JETS Pulls Back to Breakout Zone
Speaking of pullbacks within an uptrend, the Airline ETF (JETS) hit a 52-week high and then fell around 10% with a move back to 30. This decline is sharp and looks bad from a short-term perspective, but it looks like a pullback within a bigger uptrend from a longer-term perspective. Notice that broken resistance turns support in the 29-30 area and the 50-61.8% retracement zone also resides here. In addition, RSI moved below 30 to become oversold. This makes the blue zone ideal for a reversal.
XME Pulling a Throwback
The Metals & Mining SPDR (XME) is one to watch because it broke out with a surge in July and pulled back to the top of its support zone this week. I think the wedge breakout ended the correction and signaled a resumption of the bigger uptrend. Marking support on this throwback is a challenge with the 30 area being my best guess. Chartists can also watch for RSI to dip into the 30-40 zone for a short-term oversold signal.

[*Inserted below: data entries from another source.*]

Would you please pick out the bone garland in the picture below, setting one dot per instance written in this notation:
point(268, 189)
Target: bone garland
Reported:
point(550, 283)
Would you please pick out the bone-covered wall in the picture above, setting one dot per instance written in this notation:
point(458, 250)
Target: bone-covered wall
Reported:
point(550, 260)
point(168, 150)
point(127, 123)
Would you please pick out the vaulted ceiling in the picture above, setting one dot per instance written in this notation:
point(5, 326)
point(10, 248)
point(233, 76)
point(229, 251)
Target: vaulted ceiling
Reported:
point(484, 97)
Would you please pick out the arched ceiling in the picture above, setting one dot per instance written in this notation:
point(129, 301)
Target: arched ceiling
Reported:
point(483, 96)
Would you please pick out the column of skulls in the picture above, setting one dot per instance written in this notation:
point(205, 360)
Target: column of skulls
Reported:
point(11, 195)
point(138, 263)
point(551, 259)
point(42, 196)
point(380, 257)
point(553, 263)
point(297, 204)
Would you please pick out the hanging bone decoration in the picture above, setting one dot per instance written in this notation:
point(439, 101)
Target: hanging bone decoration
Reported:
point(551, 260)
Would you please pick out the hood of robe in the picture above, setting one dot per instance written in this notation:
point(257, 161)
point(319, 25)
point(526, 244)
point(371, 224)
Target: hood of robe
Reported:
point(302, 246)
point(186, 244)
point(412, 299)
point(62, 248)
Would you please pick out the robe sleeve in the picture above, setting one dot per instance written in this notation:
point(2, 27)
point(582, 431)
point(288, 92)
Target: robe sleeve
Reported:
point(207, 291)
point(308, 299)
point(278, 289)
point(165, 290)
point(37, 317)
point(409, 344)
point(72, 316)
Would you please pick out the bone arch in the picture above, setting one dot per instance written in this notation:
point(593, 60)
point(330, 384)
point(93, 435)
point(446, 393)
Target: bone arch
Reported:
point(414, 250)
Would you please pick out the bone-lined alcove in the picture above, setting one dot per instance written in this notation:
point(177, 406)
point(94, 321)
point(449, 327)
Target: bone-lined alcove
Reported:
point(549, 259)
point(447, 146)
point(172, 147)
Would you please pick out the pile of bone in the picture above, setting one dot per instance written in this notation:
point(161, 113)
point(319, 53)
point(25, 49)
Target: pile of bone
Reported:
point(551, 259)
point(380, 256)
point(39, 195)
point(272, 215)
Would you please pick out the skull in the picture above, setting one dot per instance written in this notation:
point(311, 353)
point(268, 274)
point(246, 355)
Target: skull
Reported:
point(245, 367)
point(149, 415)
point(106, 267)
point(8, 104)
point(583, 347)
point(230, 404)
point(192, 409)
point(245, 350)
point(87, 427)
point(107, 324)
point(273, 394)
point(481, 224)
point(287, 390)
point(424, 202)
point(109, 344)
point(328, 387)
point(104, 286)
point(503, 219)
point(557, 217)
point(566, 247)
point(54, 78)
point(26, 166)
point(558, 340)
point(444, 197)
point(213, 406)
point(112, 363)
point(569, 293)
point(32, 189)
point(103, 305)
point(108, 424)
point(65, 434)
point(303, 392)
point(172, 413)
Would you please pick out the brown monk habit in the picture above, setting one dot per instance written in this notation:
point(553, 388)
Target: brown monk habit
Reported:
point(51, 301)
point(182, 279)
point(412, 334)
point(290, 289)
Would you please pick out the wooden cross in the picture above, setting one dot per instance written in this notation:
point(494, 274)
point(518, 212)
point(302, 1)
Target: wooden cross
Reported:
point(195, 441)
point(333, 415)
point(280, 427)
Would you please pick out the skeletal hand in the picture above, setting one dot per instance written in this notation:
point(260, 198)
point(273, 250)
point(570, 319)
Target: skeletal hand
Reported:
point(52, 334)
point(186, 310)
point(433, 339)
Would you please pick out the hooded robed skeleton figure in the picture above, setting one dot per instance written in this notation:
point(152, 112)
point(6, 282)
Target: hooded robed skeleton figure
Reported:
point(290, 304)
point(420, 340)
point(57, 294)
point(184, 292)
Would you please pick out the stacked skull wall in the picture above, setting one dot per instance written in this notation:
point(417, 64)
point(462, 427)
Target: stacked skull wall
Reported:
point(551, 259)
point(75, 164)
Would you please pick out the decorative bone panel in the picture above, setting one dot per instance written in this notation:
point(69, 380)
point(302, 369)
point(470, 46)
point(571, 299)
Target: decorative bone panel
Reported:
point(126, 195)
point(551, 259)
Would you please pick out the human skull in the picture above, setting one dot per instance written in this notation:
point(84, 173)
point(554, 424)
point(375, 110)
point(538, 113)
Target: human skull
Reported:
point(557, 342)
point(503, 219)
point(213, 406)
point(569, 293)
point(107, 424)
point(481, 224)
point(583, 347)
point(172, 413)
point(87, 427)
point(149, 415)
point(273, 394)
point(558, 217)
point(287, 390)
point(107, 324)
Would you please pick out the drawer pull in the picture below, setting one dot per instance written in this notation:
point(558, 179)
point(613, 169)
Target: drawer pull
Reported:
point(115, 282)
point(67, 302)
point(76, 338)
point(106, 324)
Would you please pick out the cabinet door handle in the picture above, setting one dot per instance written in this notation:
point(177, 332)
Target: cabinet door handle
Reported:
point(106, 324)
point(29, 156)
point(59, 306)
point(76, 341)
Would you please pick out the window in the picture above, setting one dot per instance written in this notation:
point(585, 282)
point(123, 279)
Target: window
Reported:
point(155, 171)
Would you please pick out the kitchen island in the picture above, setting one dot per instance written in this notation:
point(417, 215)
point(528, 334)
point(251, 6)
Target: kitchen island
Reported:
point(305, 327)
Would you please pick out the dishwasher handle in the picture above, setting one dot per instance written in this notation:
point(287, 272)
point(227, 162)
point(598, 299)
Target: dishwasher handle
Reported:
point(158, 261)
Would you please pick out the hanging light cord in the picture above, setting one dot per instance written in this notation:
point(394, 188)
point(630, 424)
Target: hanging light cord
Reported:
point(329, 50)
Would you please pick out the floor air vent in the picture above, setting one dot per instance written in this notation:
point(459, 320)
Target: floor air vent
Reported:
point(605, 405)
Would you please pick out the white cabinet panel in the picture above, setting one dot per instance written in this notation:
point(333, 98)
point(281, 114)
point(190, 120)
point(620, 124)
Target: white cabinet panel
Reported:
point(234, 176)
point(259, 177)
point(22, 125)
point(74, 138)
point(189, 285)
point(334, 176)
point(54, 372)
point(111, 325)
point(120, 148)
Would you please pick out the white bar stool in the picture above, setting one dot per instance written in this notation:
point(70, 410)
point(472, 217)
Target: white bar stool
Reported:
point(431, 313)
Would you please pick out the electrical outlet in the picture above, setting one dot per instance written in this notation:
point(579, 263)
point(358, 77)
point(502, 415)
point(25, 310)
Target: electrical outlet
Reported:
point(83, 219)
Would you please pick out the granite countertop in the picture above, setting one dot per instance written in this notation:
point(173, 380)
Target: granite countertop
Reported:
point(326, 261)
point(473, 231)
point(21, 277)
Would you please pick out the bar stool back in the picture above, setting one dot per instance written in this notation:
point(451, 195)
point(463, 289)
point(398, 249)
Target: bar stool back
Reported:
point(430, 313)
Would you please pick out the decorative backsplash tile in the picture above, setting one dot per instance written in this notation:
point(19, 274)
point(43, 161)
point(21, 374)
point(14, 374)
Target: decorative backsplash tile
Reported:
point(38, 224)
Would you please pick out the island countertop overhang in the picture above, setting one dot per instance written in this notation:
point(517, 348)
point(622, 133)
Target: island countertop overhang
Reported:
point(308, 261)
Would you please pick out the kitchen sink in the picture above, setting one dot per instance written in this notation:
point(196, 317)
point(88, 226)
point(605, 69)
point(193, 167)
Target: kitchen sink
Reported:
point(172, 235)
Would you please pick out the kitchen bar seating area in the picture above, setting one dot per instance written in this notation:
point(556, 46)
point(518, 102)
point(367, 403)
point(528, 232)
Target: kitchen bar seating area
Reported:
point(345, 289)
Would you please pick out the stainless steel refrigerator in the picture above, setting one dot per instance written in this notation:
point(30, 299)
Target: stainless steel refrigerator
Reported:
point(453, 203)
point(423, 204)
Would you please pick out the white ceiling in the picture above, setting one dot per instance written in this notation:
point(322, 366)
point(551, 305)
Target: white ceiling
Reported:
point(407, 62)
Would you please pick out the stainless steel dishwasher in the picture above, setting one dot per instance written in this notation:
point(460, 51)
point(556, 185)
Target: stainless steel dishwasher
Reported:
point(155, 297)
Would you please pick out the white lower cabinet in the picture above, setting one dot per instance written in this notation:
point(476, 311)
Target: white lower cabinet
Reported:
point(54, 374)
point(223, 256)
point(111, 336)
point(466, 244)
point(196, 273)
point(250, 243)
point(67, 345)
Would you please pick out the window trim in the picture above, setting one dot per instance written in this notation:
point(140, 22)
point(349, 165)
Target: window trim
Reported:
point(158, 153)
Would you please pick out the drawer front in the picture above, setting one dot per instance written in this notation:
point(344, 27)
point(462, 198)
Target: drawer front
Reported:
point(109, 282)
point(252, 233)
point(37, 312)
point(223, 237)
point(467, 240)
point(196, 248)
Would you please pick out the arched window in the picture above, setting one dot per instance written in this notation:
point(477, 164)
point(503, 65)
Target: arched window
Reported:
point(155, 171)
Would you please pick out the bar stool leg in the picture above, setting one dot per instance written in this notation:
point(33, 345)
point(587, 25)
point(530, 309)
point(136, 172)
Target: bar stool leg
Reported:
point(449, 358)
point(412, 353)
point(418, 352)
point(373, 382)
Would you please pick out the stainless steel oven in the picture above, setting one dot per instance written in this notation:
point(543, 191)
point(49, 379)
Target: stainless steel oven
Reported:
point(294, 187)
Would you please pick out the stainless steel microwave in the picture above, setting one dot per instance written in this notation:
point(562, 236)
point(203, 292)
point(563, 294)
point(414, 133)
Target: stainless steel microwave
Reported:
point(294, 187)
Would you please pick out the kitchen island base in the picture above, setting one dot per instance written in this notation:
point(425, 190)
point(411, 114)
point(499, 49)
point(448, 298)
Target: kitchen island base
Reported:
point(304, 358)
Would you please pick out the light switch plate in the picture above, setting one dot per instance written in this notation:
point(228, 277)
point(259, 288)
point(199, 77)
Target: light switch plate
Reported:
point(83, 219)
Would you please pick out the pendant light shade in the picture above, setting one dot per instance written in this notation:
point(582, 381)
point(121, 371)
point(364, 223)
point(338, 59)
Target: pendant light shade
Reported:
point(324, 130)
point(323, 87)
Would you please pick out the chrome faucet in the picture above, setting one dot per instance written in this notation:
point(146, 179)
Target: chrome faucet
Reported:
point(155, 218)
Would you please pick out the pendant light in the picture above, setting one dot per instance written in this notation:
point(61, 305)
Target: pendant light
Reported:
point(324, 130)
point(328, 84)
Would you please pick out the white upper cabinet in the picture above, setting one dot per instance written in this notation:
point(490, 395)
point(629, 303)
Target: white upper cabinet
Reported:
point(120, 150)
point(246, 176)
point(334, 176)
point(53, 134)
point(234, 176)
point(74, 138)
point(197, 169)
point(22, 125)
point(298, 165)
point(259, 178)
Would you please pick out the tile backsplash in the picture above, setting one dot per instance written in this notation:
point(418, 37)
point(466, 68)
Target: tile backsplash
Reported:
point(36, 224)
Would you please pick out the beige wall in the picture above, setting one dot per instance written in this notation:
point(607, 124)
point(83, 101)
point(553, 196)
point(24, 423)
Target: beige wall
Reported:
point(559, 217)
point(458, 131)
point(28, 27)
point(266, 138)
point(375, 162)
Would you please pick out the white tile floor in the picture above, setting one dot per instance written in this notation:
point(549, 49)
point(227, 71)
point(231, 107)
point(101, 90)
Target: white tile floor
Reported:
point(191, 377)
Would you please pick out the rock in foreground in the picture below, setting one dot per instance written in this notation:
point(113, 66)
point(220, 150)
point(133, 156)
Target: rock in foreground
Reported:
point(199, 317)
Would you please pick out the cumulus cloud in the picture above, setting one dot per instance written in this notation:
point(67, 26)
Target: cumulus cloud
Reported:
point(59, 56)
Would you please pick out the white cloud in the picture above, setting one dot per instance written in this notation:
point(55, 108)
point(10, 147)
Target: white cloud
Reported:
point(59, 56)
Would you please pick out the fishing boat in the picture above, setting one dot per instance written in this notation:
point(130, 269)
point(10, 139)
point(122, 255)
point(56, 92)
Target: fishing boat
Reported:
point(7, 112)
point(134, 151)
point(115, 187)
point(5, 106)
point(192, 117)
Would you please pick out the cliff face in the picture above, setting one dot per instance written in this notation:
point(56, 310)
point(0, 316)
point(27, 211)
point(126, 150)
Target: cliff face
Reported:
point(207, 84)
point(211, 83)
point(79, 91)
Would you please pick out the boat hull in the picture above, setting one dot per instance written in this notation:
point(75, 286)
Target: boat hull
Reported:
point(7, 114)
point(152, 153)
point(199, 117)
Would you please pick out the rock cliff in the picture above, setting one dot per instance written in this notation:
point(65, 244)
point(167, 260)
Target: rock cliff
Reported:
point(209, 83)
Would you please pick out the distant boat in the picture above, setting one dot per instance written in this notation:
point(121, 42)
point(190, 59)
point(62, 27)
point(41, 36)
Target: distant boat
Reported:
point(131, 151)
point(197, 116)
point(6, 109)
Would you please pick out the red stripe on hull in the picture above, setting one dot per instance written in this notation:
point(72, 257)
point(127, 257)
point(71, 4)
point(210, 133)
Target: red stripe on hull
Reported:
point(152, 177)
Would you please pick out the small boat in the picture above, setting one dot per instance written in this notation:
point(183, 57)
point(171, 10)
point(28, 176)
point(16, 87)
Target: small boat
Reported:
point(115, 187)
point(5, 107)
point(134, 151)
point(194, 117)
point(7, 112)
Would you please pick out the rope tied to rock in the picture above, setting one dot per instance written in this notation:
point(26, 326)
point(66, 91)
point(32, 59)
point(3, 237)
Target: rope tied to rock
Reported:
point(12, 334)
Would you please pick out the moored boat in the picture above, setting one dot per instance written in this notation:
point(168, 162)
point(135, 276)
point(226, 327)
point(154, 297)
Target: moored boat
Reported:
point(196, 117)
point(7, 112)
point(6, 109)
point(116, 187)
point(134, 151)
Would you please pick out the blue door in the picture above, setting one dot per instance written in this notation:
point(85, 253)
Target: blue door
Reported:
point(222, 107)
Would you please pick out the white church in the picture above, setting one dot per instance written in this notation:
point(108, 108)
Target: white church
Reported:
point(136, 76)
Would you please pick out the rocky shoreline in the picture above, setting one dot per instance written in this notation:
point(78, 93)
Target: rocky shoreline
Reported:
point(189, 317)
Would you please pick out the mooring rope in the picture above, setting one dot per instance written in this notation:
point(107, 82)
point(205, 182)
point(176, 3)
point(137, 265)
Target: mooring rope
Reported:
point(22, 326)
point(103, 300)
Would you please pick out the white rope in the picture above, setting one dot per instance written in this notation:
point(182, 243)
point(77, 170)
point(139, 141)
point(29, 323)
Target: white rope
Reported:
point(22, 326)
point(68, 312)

TLT Bounces off Support Zone
The 20+ YR T-Bond ETF (TLT) surged to 126 this week and broke triangle resistance. I made a bearish call on TLT last week and this triangle breakout has negated the setup. Perhaps my bearish call was just a little early, which is another way of saying wrong. Anyhow, TLT is trading down around 85 cents at the 125.15 level today so this triangle breakout may not hold. The July lows and Raff Regression Channel mark support in the 122-123 area. A close below 122 would clearly reverse the uptrend and signal a continuation of the July-December decline.
Pro Tip on the 10-yr T-Yield
Data for the 10-yr T-Yield ($TNX) comes into StockCharts about an hour before stocks open and chartists can get a bond market preview on this chart. I am writing this about 30 minutes before the open and you can see a bounce in the 10-yr T-Yield ($TNX) and 30-yr T-Yield ($TYX) today (Friday morning). $TNX is bouncing off support in the 22 area (2.2%). $TYX is battling the channel line and needs to clear 29.5 (2.95%) to trigger a clean upside breakout.
Oil Gets Stuck in the Middle
September Crude (^CLU17) is in a long-term downtrend and hitting resistance in the $50 area. The long-term trend is down with lower lows and lower highs throughout 2017. The current bounce is big in percentage terms, but crude remains below the May high. I do not view the red trend line has a strong resistance level, but it fits the narrative. Note that trend lines simply reflect the rate of descent or ascent with their steepness. The gray zone marks the mid point of the one year range. There was support in the 48-50 area in 2016 and resistance in the 50-52 area in 2017. With the bigger trend clearly down, I would expect crude to hit resistance sooner rather than later and turn back down.
GLD Bounces Towards Resistance Zone
The Gold SPDR (GLD) is trading lower in early trading today because it is positively correlated with the 20+ YR T-Bond ETF (TLT), which is also down. Overall, GLD broke the wedge line and then bounced back above 120. The bounce certainly looks strong, but the ETF hit resistance in the 120-124 area in February, April and June. The green Raff Regression Channel marks the upswing with support set at 119. A break here would reverse the short-term uptrend and put the bigger wedge break back in play. Again, watch TLT for clues because there is a strong positive correlation between GLD and TLT. There is no need to chart the Dollar because UUP remains in a strong downtrend.